The conditions of mines in eastern Ukraine is also a worry. Since 2014, many facilities in the region controlled by separatists closed and are now flooded, allowing mercury and sulfur to enter the water table, ending up in the Sea of ​​Azov. Yurtsaba and colleagues have also surveyed tailings storage (TSF), pools containing waste chemicals. As of 2019, there were 465 TSFs in Ukraine storing over 5.4 billion tons of industrial waste, with just under half in the Donbas. ‘If a dam is broken, toxic chemicals could stream into [the] Siversky Donets [river]the major [source of water] in the east of the country…. I’m actually surprised that active hostilities in the east haven’t yet brought about this disaster,’ says Yurtsaba.

Equipping Ukraine

The OSCE has also helped to build up Ukraine’s analytical capabilities. Two years ago they supplied state of the art analytical lab equipment to the river basin management authority in the city of Slovyansk, which is now under attack. This equipment has been evacuated, ‘but we are not that lucky with other equipment’, says Yurtsaba. A mobile chemistry lab – the first of its kind in Ukraine – had been provided to the Donetsk branch of the state emergency services, based in the now destroyed city of Mariupol. ‘We don’t have any information on the whereabouts of this mobile lab, I really hope that it was safely removed,’ he adds.

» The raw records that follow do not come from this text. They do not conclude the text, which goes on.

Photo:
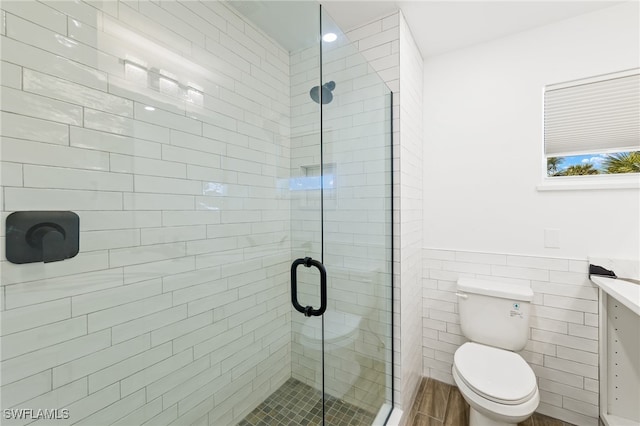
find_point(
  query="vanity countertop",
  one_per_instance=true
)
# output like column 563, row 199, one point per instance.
column 626, row 292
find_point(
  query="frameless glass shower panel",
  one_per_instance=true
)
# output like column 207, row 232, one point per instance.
column 356, row 151
column 166, row 127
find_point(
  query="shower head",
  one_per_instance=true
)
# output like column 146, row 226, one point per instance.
column 327, row 96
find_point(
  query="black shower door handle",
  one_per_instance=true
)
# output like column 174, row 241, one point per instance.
column 308, row 310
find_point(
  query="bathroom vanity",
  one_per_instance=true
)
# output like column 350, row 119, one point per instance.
column 619, row 350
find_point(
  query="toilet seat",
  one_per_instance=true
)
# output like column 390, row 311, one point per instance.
column 498, row 375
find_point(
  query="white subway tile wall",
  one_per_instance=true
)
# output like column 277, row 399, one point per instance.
column 388, row 46
column 165, row 126
column 563, row 338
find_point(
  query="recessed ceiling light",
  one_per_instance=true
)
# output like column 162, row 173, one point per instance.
column 330, row 37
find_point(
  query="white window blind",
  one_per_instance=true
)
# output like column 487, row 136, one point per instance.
column 594, row 115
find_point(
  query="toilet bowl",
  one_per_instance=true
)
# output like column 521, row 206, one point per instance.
column 341, row 330
column 499, row 385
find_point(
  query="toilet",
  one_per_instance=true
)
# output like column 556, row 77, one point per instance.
column 341, row 330
column 497, row 383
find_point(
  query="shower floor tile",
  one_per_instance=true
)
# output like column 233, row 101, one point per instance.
column 297, row 404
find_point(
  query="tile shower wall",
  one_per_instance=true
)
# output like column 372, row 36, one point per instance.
column 165, row 126
column 389, row 47
column 411, row 223
column 563, row 340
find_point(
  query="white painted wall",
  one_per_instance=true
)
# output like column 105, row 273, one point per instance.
column 483, row 216
column 483, row 142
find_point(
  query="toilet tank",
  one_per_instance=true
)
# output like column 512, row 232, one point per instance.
column 494, row 313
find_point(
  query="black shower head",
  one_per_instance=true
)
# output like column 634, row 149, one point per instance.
column 327, row 96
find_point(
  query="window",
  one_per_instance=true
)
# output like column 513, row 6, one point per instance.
column 592, row 126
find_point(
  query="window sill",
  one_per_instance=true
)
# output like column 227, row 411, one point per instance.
column 585, row 183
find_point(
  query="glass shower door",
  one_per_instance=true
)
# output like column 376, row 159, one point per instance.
column 341, row 232
column 357, row 218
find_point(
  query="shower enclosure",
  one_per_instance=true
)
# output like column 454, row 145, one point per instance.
column 230, row 165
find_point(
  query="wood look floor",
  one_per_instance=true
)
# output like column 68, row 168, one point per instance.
column 440, row 404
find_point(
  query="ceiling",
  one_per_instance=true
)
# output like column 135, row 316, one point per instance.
column 442, row 26
column 437, row 26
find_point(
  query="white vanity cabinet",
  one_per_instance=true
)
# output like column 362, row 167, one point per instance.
column 619, row 351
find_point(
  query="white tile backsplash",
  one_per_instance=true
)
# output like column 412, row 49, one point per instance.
column 563, row 339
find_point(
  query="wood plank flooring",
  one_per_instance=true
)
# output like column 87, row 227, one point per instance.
column 440, row 404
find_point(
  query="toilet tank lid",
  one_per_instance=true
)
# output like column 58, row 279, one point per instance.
column 496, row 289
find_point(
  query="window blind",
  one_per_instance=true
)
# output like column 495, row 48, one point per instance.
column 595, row 115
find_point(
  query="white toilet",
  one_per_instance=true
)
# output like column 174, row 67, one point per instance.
column 497, row 383
column 341, row 331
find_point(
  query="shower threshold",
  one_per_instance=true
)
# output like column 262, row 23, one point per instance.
column 297, row 404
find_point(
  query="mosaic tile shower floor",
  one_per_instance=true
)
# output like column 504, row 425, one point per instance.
column 297, row 404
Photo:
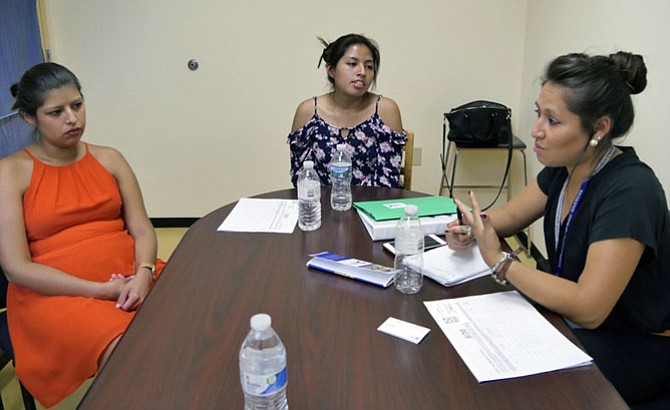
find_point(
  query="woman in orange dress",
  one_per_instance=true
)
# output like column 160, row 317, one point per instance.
column 76, row 243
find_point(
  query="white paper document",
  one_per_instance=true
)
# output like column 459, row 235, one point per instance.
column 448, row 267
column 502, row 336
column 262, row 215
column 385, row 230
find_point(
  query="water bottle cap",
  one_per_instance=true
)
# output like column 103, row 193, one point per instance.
column 411, row 210
column 261, row 322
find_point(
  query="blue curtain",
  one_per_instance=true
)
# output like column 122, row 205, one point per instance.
column 20, row 45
column 20, row 49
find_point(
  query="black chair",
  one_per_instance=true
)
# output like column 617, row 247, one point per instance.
column 7, row 352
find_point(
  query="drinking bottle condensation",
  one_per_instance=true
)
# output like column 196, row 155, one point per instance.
column 263, row 367
column 340, row 179
column 309, row 198
column 409, row 245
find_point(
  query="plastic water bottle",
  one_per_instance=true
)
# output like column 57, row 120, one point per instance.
column 263, row 367
column 309, row 198
column 409, row 252
column 340, row 179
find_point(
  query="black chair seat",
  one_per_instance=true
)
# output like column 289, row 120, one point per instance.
column 517, row 143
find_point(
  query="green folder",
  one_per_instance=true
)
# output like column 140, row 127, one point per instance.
column 390, row 209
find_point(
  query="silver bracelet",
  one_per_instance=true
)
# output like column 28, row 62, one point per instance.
column 499, row 270
column 496, row 272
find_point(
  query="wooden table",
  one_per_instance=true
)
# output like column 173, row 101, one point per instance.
column 181, row 351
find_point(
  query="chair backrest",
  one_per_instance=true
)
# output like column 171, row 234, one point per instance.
column 15, row 134
column 408, row 157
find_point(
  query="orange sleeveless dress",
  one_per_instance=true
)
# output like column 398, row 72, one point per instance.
column 73, row 218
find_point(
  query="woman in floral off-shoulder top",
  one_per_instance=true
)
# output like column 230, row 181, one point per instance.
column 369, row 124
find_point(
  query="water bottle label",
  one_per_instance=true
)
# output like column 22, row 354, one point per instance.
column 263, row 385
column 340, row 171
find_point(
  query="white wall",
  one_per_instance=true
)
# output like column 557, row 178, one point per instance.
column 602, row 27
column 198, row 140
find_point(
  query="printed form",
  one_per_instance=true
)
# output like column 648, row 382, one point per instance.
column 502, row 336
column 262, row 215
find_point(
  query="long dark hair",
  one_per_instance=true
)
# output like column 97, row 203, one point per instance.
column 333, row 52
column 598, row 86
column 30, row 91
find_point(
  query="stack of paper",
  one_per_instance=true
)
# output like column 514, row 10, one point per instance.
column 385, row 230
column 353, row 268
column 448, row 267
column 502, row 336
column 394, row 209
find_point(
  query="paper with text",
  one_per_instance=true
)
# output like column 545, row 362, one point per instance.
column 502, row 336
column 262, row 215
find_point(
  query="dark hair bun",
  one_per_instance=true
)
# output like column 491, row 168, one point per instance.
column 632, row 69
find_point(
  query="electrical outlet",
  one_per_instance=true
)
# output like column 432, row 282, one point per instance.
column 416, row 156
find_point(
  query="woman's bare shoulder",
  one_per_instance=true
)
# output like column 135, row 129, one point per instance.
column 303, row 114
column 390, row 113
column 16, row 170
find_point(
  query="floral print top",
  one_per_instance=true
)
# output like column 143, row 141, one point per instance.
column 375, row 150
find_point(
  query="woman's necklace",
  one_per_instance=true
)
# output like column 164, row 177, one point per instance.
column 573, row 208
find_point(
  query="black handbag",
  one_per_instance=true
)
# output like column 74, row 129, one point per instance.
column 478, row 124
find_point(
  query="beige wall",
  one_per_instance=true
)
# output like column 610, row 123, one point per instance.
column 198, row 140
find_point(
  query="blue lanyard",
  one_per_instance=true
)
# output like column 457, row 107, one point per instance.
column 573, row 209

Before the current war the OSCE had also begun improving the country’s emergency response capabilities. ‘The basic idea was to develop a simple guide that can be used by the first responders,’ says Anna Predvichna, the OSCE’s project officer. From 2020 they embarked on a multi-agency training program for local officials and first responders. ‘We devoted a lot of time to the practical components, such as learning to use personal protective equipment, to remove people from the hazardous zones, and to decontaminate themselves and those affected by the chemical hazard,’ says Predvichna.

In addition, the OSCE simulated a series of inter-agency emergencies. Just as the war broke out they were designing an exercise at the Ilyich steel works in Mariupol. ‘That steel plant is even bigger than Azovstal,’ explains Predvichna. ‘We were planning a practical exercise [based on an] ammonia release involving more than 45 participants from different regional authorities … unfortunately, we were unable to do this and right now this plant is fully destroyed.’

In response to the war the team has put together emergency briefings on exposure to toxic chemicals. ‘When we saw where the situation was going, of course, it was a natural step for us,’ says OSCE communications officer, Andrii Dziubenko. The material includes information on identifying and dealing with ammonia, mercury, chlorine and nitric acid leaks. In April they also held a webinar for germs. ‘[They] are the people who are normally among the first ones on the spot,’ says Dziubenko, who hopes the wider public will use these briefings too.

In the current war, a new area of ​​concern for the country is the use of chemical weapons by Russian forces. Dziubenko says the OSCE does not have a monitoring remit in this area and only has the same information reported in the media such as the rumours that Russian forces had used chemical weapons in Maruipol. ‘We cannot verify that this information is true, we just don’t know,’ says Dziubenko, but he adds right now ‘chemical warfare is one of the biggest fears that we have here’.